What they found was surprising: microtubules extended away from mono-oriented kinetochores out into the cytoplasm and looped back toward the spindle.

“We believe this looping and capture of microtubules occurs when the unattached kinetochore on a chromosome with only one attachment to a pole does not interact with microtubules from the opposite pole,” says Copenagle.

Importantly, the looping and capture of minus-ends of microtubules was also observed in cells that were not treated with monastrol.

Among the Rockefeller team’s findings was that chromosomes, and not just the centrosomes at poles, may directly contribute to the formation of microtubules that connect chromosomes to the mitotic apparatus.

“Our studies reveal the role centrosomes play in setting up the axis of cell division. The correct orientation of the cell division axis is essential for accurate development of multicellular organisms,” says Kapoor.
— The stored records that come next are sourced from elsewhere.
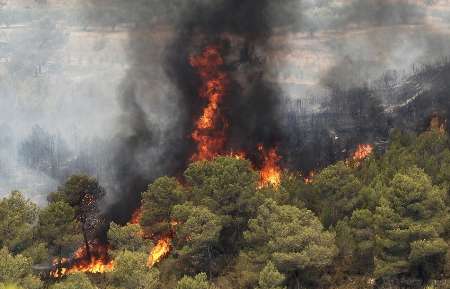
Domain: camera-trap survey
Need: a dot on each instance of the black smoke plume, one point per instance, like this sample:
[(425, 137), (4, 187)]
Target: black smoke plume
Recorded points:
[(241, 29)]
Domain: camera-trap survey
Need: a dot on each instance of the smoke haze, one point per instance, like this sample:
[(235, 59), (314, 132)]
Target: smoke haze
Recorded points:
[(104, 87)]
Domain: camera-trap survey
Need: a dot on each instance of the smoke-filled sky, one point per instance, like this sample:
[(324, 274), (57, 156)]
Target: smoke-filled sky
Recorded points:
[(81, 79)]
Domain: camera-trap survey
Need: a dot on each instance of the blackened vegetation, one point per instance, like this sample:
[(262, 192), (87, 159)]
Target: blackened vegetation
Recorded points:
[(431, 97), (250, 105)]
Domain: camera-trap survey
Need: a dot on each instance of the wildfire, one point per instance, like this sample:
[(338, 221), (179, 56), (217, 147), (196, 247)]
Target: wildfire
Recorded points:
[(136, 217), (159, 251), (309, 179), (270, 173), (99, 262), (209, 132), (362, 152)]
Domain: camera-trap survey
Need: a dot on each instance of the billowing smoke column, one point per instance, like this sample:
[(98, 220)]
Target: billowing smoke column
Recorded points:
[(161, 104), (238, 30)]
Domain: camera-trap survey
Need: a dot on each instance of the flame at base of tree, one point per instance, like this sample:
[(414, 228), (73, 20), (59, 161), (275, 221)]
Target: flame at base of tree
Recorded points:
[(270, 173), (99, 262), (159, 251), (209, 131), (362, 152)]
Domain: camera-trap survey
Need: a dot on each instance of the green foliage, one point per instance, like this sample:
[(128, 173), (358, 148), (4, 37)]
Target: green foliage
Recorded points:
[(77, 187), (9, 286), (157, 203), (293, 238), (337, 190), (270, 278), (226, 186), (197, 236), (17, 270), (38, 252), (408, 228), (200, 281), (74, 281), (18, 216), (127, 237), (131, 272)]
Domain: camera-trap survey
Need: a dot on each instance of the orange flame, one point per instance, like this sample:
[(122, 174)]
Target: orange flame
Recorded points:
[(270, 173), (159, 251), (362, 152), (209, 132), (309, 178), (98, 263), (136, 217)]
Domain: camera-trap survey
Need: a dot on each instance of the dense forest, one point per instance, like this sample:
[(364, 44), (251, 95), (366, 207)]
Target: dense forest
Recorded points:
[(381, 222)]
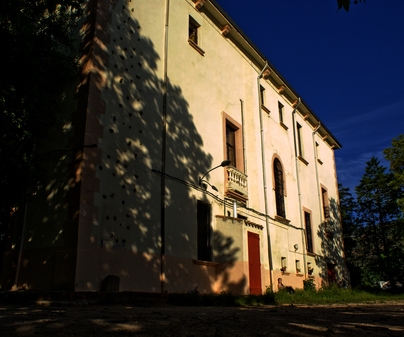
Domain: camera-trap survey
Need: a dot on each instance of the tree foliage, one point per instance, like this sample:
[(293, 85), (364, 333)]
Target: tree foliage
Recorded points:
[(395, 155), (39, 60), (373, 226)]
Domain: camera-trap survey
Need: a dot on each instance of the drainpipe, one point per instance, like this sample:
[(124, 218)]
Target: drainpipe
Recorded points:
[(298, 182), (24, 224), (264, 175), (163, 152)]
The researchers also found that the protein NuMA (Nuclear Mitotic Apparatus) assists in the looping and capture of the minus ends of microtubules. NuMA is known to aid in “bundling” microtubules at the poles and to interact with microtubule motor proteins. When NuMA was inhibited in human cells, the microtubules that would normally loop back remained extended in the cytoplasm.

“We now know that this new mechanism of loop and capture of microtubule minus ends, along with the search and capture of microtubule plus end, accounts for the attachment of all chromosomes to the spindle during mitosis,” says Kapoor.

In addition, these findings add to the body of knowledge Kapoor is compiling in his study of the mitotic protein Eg5.

“In my lab, we are using new potent cell-permeable small molecule inhibitors to validate Eg5 as a new target for anticancer therapy,” Kapoor says. “Understanding Eg5 inhibition helps us to clarify basic cellular mechanisms.”

This research was supported by the National Institute of General Medical Sciences, part of the federal government’s National Institutes of Health.